Im Zuge des Elchtod-Doppels ENTOMBED A.D. und GRAVE im Wiener Viper Room, haben wir uns auch Tobias Cristiansson und Ronnie Bergerståhl von GRAVE zum kurzen Talk geschnappt. Darin erzählten die erfahrenen Mucker, warum der Death Metal heute nicht mehr allzu böse ist, weshalb Melodien in der Band auf ewig tabu sind und wieso sie nur von Ebola gestoppt werden könnten.

Veröffentlicht am 22.10.2014

Bei GRAVE wäre nach vorheriger Vereinbarung eigentlich ein Gespräch mit Band-Doyen Ola Lindgren anberaumt gewesen. Da sich der Frontmann drei Minuten vor dem geplanten Talk aus Unlust vom Tourmanager im Viper Room entschuldigen ließ, war es auch nicht so einfach, die geplante und vorbereitete 30-Jahre-GRAVE-Thematik anzuschneiden. Schließlich sind Bassist Tobias Cristiansson und Drummer Ronnie Bergerståhl erst seit 2010 bzw. 2006 an Bord… - es musste also schleunigst improvisiert werden. Dankenswerterweise haben die Jungs hervorragend mitgespielt. Zum ENTOMBED A.D.-Interview geht's übrigens HIER.

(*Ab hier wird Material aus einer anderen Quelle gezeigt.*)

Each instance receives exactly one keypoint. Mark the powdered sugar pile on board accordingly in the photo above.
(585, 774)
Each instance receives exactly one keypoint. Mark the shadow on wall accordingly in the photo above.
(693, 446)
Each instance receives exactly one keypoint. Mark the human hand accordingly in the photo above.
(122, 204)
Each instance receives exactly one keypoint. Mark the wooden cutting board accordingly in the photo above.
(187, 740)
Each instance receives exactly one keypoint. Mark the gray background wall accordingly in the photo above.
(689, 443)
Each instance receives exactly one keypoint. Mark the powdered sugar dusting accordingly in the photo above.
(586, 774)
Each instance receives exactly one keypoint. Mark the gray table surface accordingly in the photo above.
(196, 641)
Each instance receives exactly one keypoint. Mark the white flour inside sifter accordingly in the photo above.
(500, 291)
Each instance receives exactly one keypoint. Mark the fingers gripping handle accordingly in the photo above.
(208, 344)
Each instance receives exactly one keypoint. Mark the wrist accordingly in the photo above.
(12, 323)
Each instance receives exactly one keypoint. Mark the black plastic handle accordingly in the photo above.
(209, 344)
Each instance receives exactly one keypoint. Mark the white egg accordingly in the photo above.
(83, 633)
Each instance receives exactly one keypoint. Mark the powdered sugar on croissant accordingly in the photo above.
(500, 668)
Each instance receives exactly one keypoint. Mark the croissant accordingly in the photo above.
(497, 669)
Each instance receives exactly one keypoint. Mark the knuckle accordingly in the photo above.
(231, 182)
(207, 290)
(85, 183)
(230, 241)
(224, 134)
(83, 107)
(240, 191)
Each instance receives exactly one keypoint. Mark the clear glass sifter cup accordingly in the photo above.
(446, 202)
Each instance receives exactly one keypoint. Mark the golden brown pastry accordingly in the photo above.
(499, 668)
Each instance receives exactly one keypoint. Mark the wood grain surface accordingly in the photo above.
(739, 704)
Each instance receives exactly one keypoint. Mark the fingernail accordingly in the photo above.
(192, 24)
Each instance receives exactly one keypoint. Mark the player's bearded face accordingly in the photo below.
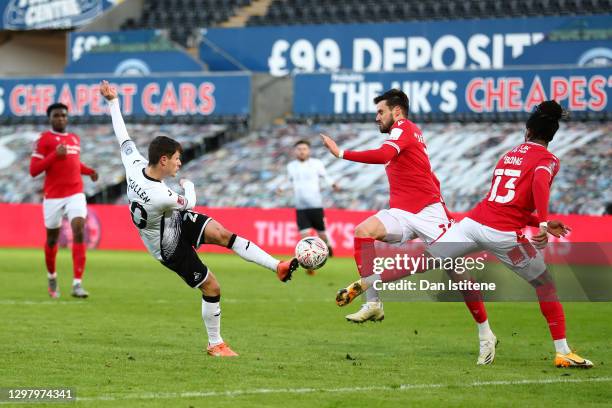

Tobias, Ronnie – vor eurem Auftritt hier im Viper Room wart ihr bei uns im Sommer auch schon beim Kaltenbach Festival zu Gast. Könnt ihr euch noch daran erinnern?

Ronnie Bergerståhl: Ja, es war gar nicht so einfach, denn unser zweiter Gitarrist Mika Lagrén musste sich einer Operation unterziehen und konnte nicht mitmachen, also waren wir nur zu dritt auf der Bühne.
Tobias Cristiansson: Die Show selbst war aber cool, wir haben aber schon länger zuvor nicht mehr zu dritt gespielt. Das ändert doch so einiges, wenn man die ursprüngliche Besetzung gewohnt ist. Ansonsten war alles okay, selbst beim Wetter hatten wir Glück. Es hat vor der Show geregnet, bei uns war es aber trocken.

Wir haben hier im Oktober höhere Temperaturen, eigentlich solltet ihr statt im Viper Room heute Outdoor spielen. Bei der laufenden Tour musstet ihr drei Shows canceln – was ist da wieder passiert?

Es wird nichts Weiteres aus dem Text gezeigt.